I had the same problem last year when I installed baseboard in series. Turn the water on and let it run for 30-45 minutes. It seems like a long time but that was the only way I could get all the air out of my system.


Edit: 
You're pictures are a little small to tell if you are hooked up the the correct spigot. You shouldn't run the heater to bleed it. You have to run the water full tilt through the system, not just a trickle and again, don't fire the unit while you do this.


----------



## beetlebabs (Jul 22, 2007)

Thanks Clutchcargo

I had been told before to run the system cold, and so i turned the gas feed off before i turned my thermostat up. However, I found that the pump would not start up until I turned the gas back on and so i had to run it hot. Maybe there is another way to run it cold?

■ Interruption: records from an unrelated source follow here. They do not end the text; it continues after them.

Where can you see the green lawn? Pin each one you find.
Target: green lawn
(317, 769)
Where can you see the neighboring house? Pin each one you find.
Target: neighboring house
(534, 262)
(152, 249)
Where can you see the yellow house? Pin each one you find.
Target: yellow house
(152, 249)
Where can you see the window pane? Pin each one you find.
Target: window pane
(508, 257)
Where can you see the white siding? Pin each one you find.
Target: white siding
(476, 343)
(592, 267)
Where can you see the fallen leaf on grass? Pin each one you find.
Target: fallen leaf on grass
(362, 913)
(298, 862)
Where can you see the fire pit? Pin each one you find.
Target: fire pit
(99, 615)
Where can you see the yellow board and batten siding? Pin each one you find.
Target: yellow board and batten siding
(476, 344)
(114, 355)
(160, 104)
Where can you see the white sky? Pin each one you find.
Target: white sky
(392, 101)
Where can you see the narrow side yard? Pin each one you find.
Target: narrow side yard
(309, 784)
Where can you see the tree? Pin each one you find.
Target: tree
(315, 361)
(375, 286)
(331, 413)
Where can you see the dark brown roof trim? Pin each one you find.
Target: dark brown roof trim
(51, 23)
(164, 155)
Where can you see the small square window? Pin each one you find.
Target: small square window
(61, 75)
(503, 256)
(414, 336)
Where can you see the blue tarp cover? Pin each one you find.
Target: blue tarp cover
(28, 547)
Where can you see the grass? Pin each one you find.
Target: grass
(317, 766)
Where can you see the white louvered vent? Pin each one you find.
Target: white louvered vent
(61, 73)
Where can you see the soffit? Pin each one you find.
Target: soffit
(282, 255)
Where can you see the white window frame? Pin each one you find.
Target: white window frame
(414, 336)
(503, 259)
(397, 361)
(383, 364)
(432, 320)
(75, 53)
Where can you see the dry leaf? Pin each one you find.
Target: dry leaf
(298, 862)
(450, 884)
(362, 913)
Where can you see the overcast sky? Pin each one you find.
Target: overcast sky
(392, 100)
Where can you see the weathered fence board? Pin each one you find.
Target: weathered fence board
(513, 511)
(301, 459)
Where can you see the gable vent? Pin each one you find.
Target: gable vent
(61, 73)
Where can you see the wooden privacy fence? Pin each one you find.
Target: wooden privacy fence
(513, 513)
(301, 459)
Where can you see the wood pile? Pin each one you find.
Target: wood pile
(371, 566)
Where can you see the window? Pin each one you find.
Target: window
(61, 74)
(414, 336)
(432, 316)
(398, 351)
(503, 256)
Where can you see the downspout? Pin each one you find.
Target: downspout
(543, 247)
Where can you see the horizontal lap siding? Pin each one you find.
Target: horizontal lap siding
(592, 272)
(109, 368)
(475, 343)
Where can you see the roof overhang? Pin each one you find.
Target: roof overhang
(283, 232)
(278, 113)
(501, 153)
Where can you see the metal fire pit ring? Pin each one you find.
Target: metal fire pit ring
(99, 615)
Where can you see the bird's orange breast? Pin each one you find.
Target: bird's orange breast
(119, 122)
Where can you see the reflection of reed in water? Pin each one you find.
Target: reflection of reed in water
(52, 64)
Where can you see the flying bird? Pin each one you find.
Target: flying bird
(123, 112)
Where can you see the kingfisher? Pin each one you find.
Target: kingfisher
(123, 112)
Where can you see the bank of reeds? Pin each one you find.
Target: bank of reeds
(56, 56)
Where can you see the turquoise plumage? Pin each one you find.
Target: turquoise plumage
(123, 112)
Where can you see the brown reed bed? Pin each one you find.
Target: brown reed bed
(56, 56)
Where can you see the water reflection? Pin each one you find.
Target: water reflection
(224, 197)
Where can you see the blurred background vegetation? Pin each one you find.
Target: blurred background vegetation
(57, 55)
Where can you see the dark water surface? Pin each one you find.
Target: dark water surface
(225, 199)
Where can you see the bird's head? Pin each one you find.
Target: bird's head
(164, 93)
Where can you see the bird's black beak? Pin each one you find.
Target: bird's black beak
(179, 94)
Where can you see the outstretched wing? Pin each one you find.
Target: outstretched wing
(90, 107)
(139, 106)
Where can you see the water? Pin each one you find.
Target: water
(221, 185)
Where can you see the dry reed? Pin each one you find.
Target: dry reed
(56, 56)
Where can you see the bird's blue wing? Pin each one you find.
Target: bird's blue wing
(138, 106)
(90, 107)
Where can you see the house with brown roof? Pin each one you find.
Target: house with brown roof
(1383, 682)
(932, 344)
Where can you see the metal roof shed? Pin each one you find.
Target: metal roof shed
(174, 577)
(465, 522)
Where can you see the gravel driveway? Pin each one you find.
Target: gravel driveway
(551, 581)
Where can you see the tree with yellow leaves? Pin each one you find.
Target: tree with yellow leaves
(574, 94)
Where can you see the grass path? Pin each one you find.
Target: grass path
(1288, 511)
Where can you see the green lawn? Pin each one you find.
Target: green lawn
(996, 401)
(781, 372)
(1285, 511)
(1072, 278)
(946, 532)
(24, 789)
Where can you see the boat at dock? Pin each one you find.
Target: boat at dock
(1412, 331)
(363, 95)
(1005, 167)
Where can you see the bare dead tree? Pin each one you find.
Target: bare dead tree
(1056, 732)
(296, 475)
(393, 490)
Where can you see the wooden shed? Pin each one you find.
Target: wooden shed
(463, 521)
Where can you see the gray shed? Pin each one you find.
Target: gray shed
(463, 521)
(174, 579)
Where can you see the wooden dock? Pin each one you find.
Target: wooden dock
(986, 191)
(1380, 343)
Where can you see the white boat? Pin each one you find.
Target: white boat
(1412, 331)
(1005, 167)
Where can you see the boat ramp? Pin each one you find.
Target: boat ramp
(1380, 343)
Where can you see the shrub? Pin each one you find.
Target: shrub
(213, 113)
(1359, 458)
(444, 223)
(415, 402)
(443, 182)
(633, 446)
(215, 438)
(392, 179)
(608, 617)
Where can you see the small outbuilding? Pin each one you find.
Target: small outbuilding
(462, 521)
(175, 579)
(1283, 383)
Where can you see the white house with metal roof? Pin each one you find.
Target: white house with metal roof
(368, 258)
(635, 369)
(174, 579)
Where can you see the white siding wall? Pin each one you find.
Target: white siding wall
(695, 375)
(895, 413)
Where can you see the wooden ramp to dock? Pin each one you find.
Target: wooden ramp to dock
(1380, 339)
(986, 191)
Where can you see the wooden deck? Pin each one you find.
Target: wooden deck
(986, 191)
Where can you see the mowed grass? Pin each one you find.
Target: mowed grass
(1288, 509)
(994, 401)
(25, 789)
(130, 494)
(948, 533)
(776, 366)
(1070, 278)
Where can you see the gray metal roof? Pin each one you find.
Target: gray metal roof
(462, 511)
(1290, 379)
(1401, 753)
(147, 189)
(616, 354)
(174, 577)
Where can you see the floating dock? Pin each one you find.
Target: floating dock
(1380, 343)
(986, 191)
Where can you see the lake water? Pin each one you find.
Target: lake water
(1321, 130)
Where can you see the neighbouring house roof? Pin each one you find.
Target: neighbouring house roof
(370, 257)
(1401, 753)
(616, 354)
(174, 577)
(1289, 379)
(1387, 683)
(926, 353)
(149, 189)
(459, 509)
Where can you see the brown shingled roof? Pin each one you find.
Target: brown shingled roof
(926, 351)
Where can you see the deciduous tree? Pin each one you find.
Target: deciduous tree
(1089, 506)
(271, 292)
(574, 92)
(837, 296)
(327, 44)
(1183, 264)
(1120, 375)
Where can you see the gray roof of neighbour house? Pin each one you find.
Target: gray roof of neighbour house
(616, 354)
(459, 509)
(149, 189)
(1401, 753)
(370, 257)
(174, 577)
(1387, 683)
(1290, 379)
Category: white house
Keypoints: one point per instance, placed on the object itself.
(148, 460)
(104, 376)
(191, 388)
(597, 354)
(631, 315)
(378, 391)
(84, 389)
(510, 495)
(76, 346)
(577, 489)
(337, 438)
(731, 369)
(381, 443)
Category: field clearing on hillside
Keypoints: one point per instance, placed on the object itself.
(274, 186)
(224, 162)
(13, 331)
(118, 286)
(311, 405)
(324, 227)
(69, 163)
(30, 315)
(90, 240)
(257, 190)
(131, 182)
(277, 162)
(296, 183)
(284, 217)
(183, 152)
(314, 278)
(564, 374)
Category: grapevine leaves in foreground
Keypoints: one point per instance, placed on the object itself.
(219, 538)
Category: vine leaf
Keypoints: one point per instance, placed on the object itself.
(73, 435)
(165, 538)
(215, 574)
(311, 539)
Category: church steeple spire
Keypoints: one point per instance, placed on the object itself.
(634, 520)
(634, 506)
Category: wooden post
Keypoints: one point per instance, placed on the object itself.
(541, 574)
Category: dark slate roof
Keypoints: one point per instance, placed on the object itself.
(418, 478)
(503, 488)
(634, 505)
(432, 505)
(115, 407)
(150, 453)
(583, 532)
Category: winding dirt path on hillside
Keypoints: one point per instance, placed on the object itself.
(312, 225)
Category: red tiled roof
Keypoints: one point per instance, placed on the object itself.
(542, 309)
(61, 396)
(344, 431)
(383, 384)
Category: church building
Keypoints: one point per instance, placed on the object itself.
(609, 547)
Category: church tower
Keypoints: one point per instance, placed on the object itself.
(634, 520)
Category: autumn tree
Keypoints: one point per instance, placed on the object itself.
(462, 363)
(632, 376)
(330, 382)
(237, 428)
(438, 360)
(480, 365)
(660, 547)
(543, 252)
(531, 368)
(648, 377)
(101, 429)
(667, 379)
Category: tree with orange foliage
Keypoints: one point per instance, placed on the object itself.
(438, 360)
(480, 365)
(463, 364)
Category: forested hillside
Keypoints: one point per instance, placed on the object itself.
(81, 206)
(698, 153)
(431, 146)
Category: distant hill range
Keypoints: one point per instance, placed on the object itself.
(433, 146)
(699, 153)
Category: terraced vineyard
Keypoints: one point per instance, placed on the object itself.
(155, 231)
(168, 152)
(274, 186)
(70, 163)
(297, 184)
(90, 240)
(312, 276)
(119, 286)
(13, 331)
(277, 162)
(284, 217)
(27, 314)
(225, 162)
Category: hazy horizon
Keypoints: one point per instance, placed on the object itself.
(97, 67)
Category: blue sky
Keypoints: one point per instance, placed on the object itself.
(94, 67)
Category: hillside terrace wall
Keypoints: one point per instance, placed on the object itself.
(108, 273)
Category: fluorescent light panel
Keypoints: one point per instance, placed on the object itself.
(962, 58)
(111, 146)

I have tried to fix this problem about 6 or 7 times now. Each time I turn the system on full blast and I have let it run for up to 3 hours before I give up. While running full tilt I control the _drain valve_ by opening and closing it. If I leave it mostly open or mostly closed air doesn't come out as much as if I alternate between open and closed - but always while the system is running full blast. When you say turn the water on do you mean the drain valve? You left it fully open for 45 minutes?


----------



## redline (Mar 5, 2006)

beetlebabs said:


> We bled the system in order to remove a baseboard radiator during our kitchen renovations.


If you were able to disconnect the radiator for the kitchen reno then it may be in your best interest to install a bleeder.


----------



## Clutchcargo (Mar 31, 2007)

beetlebabs said:


> Thanks Clutchcargo
> 
> I had been told before to run the system cold, and so i turned the gas feed off before i turned my thermostat up. However, I found that the pump would not start up until I turned the gas back on and so i had to run it hot. Maybe there is another way to run it cold?


The pump doesn't need to run to bleed the system. There should be a valve that isolates the zone, in my system I need to close the valve to make sure the water flows through the registers and then to the drain spigot. If the valve is left open, the water flow only goes through the boiler and down the drain and doesn't bleed the system at all. 

I tried running the water through my system for a just a few minutes with no results, finally, I just opened it up and walked away.


----------



## beetlebabs (Jul 22, 2007)

Makes sense, but I don't know what this valve looks like or how to find it. Our apartment is small and has only one thermostat, therefore I believe only one zone.


----------



## redline (Mar 5, 2006)

If it is just one zone then it may not have a zone valve.

Can you post more photos of the pipes around the boiler?

A zone valve will usually have wires come from it.


----------



## MechanicalDVR (Jul 4, 2007)

In order to get the air out of the loop in theory, you need to isolate the pump inlet from the system (close valve between pump and boiler) and drain water from return piping with new water being fed in from supply piping. Post some better pictures for further info.


----------



## beetlebabs (Jul 22, 2007)

*Resolved!*

Thanks everyone for your help. We fixed it last night using the following techniques:
- increased pressure in the system using the pressure regulator on top of boiler
- ran the system cold 
- hooked the hose up to return spigot and then closed the return valve underneath, so water was feeding through the system at about 30psi and leaving at our hose, thus closing the continuous loop. As soon as we did that tons of air and filthy water erupted out of the hose.

It Worked! Thanks!


----------



## mstoneroses (Dec 12, 2007)

I have the 3rd line on my apt which is not getting that much heat . I am a newbie in bleeding air out of the system. Ive read several of the relpies and getting the idea of more or less how boilers work. My questions are what should be the pressure on the system before i can start bleeding air out of the system. I tried it last night by putting it at 30 before opening the valves and noticed lots of air coming out. I did it for a hour but it seems that Im still having the same problem - not that much heat on the attic. Why does this process has to be done in cold water? What is the proper psi and temperature ? Am I doing the bleeding right by opening the valve above the hose while the valve under the hose is closed? Thanks.


----------